At the end of this episode, Damon says to Jamila: If someone's listening and they want to send this episode to their CEO telling them "We want change, we want to make work actually work for women", and you, Jamila, get to write a little memo that's attached to this email that goes off to the CEO, what would you like that message to be?

And here's Jamila's answer, your memo to copy/paste or attach to anyone you're sending this episode on to:

Safety first. Every organisation, including this hypothetical one needs to stop thinking about sexual harassment and in the workplace as a HR issue and start thinking about sexual harassment as an occupational health and safety issue. If your employees are not safe at work, that is not about interpersonal relationships and that person's experience of being your employee, that is about them being safe at work. And if you think about the extraordinary amount of money that is spent in this country by building and construction companies, mining companies, for example, on making sure their employees are safe while doing risky work, imagine if we took that same lens and that same urgency and adamancy around safety to ensuring that women were free of sexual harassment and discrimination and victimisation in workplaces. Think about how you're keeping people safe from sexual harassment. Make training mandatory for staff, make sure there is a confidential, clear complaints mechanism for people to follow.

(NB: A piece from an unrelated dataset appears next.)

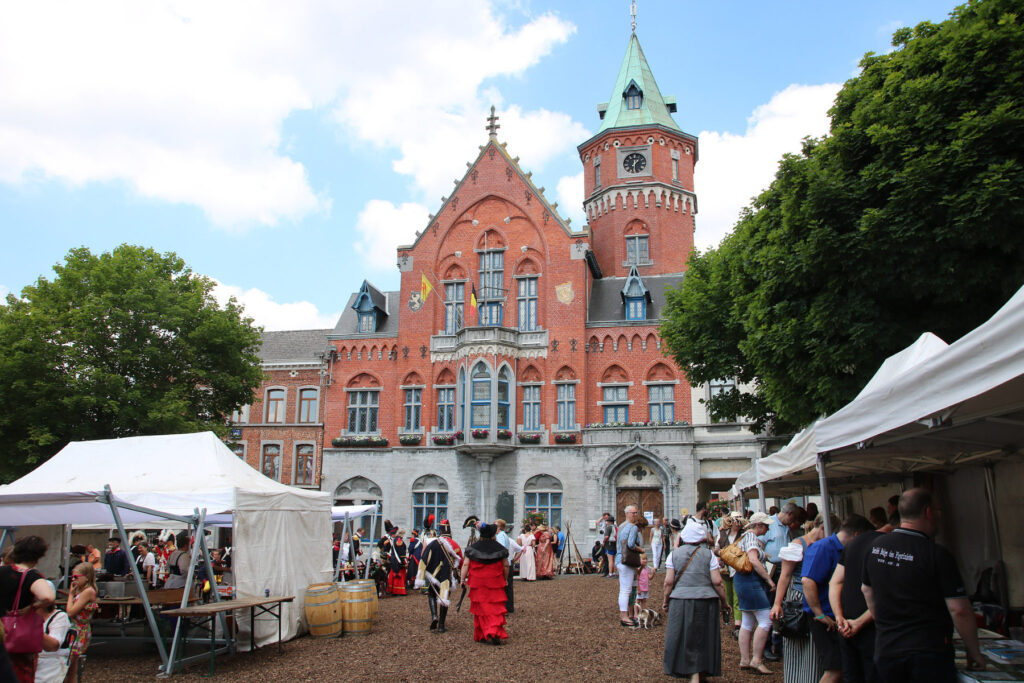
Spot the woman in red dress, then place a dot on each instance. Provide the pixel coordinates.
(484, 574)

Explore the provision of paid domestic and family violence leave, and provide training for frontline responders to sexual harassment in workplaces because often it is not HR who hears it first. It is an ordinary line manager who does not know what to do.

Address your pay gaps. Don't tell me you don't have one because the chances are you do. It is illegal to pay different people different amounts of money for the same work because of their gender. Start there, start with your audit and rectify unequal pay.

Look at broader company-wide pay gaps. Why is it that pay gap exists in your organisation and most organisations have them? The WGEA (Workplace Gender Equality Agency) data shows us that different industries have different degrees of a pay gap, but all industries experience them.

Implement transparency. Transparency of pay gap data, transparency of salary bands and a review of discretionary payments. Often pay gaps increase because of discretionary payments, bonuses, superannuation, gifts, that kind of thing. Look at how you can be more explicitly fair about that.

Evaluate and revise gender and language in promotion and recruitment.

Work-life balance and the idea of how that is modeled, how that is prioritized and how that is accepted. How do you create an acceptance of the very diverse and individual lives your employees lead? And I'm not talking about a diversity of just those employees. And I'm not talking about diversity meaning that you've diversified your marketing department to make sure the glossy brochure looks diverse. I'm talking about recruiting, retaining and promoting diverse employees and then supporting them to be able to attain work life balance in a way that is meaningful and real. And that means senior leaders in the organisation demonstrating and modelling that balance, creating informal opportunities to have conversations with women and with various minorities and people who face disadvantage at work, especially those who don't work full time in the physical office.

Avoid promoting presenteeism. Make sure that your office culture is inclusive at home as well as at work.

When you give feedback, ask for feedback about how you give it. So often we always think we're giving great, helpful, useful feedback. And too often, employees, particularly women who face some kind of barrier or disadvantage, don't have the opportunity to say, this doesn't work for me. This isn't helping me.